Earlier, the opposition’s Rehbar Committee recommended a plan to shift the protest venue to D-Chowk, resignation of opposition members of the National Assembly, blocking highways and indefinite shutter-down strike to cripple functioning of the federal government. However, the plans appear to be keep on changing citing new developments in the capital city.

On Saturday, the JUI-F chief vowed to topple the ruling regime and run the country. Addressing the participants of the Islamabad sit-in, he said that writ of the incumbent government has ended and now "we will run the country".

He said: "We will provide satisfaction and protection to the country." Fazl asked the government to "step down and don’t test our patience". He vowed to continue protest until the toppling of the government.

On Friday, the JUI-F chief had given a two-day deadline to Prime Minister Imran Khan for resignation or else he said: "We will be forced to think of another strategy". Fazl, while welcoming the leaders of political parties in Azadi March, said they [the protesters] would not be able to exercise patience after two days.

As the JUI-F has raised its stakes in a protest campaign that the government has denounced as a threat to democracy, the government has refused to accept the Rehbar Committee’s demands which have led to persistent deadlock.

The JUI-F chief had said this was not a gathering of any single political party but a gathering of whole nation, adding that the nation has stood against the government on one platform. He further said: “We do not accept results of 2018 general elections."


Security measures


On the other hand, the government while tightening the security arrangements, blocked the roads leading to the Red Zone.
Around 8,000 police personnel have been deployed from Zero Point to Red Zone and tear gas canisters, Shields and other items have been provided.

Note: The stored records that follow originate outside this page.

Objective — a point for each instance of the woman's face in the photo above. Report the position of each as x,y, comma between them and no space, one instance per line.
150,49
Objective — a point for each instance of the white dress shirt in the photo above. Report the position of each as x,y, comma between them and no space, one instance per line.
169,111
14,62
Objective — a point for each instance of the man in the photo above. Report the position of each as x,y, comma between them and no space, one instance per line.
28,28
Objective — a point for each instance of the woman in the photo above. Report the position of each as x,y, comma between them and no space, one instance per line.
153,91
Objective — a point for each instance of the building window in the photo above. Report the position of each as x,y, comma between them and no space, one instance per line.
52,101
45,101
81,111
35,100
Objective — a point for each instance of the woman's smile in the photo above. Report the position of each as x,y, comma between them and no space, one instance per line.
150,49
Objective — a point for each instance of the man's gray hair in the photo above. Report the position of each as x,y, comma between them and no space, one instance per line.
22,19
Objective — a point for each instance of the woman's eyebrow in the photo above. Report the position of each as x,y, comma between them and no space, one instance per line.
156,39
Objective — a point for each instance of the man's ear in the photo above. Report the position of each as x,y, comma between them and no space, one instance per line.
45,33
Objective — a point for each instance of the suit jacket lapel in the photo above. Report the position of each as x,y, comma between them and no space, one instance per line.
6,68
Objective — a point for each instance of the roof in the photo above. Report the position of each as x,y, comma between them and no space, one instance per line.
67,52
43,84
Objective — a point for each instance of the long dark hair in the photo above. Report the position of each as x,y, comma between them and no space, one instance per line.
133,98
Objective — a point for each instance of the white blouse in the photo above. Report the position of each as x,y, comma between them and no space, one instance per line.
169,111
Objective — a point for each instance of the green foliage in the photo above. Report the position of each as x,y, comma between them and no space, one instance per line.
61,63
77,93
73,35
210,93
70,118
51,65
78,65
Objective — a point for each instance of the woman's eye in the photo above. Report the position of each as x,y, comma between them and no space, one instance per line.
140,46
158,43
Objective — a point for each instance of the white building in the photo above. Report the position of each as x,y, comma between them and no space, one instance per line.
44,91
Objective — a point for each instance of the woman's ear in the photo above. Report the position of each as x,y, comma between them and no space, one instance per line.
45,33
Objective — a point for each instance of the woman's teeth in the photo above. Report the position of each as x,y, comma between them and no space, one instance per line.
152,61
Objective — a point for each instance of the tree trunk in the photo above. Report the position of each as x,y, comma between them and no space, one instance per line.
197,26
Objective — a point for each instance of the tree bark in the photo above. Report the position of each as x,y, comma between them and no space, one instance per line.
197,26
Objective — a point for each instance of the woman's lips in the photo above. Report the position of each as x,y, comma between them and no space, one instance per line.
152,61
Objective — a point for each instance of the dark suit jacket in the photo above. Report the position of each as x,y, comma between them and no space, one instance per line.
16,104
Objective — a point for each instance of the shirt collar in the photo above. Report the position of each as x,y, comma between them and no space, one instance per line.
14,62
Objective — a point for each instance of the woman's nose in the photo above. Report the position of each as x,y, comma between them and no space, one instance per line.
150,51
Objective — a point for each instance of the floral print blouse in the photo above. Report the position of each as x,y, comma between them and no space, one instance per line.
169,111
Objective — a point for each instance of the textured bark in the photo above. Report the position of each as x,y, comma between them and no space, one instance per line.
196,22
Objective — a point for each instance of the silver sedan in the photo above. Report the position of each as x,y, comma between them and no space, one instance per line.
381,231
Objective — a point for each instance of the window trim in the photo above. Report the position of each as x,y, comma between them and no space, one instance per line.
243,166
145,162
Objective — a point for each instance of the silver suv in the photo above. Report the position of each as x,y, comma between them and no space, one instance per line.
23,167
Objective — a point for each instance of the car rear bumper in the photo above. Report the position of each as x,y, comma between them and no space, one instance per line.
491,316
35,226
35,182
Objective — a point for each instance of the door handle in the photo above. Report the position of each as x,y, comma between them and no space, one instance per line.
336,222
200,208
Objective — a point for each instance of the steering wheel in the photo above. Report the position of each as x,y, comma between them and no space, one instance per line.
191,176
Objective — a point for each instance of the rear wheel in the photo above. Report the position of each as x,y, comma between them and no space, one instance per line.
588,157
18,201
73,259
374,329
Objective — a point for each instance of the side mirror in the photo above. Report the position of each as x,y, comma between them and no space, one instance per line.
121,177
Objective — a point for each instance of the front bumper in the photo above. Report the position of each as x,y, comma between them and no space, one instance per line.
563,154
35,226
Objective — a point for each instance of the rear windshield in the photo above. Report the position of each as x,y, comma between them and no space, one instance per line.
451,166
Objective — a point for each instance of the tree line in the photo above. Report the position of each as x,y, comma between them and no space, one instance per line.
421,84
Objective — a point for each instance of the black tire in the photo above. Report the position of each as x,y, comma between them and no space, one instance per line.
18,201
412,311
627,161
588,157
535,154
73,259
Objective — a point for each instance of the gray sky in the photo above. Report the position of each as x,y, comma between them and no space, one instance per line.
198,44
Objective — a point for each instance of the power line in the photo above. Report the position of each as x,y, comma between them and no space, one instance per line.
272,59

The district administration and police have blocked the Serena Chowk, Nadra Chowk, Express Chowk, Marriot and Bari Imam by parking containers filled with dust. Pakistan Army and Rangers have been deployed at the sensitive buildings.

Sources say the law enforcers have already devised a plan to keep the protesters confined to the designated H-9 venue and not to allow them to move to some other place.

The federal government appears determined to block the Azadi March from leaving its designated protest site after Fazl threatened to march on D-Chowk today if the prime minister does not resign.

Interior Minister Ejaz Shah chaired a meeting attended by representatives of the army and Rangers, and the Islamabad chief commissioner and the police chief.

Meanwhile, thousands of additional policemen have been provided and deployed to the administration of Islamabad Capital Territory. Moreover, police’s complete command structure and anti-riot gear have also been provided to the administration.

DIG Operations Waqarud Din Syed said that they were ready to deal with any situation.


Army says it supports democratically elected government


Pakistan’s powerful military said it supported the country’s elected government and the constitution. “We believe in the law and the constitution and our support is with the democratically elected government, not with any party,” military spokesman Major General Asif Ghafoor said in comments to a television news channel late on Friday.

The military has denied meddling in politics and Khan has dismissed the calls to step down. The leader of the protest, religious party chief Fazlur Rehman, told a rally of tens of thousands of supporters that he did not want a “collision with institutions”, a thinly veiled reference to the military, and called on them to be impartial.

The ISPR said Rehman should know the military was impartial and it should not be dragged into politics. Army chief General Qamar Javed Bajwa on Friday urged the government to handle the protest peacefully.

The government, struggling to get the economy on track, has denounced the protests as a threat to the constitution and to democracy and has said it will not be allowed to paralyse the capital.

Rehman, leader of the conservative JUI-F party, is a veteran politician who can mobilise significant support in religious schools across the country. Protesters are camped out at the rally site, cooking food and resting.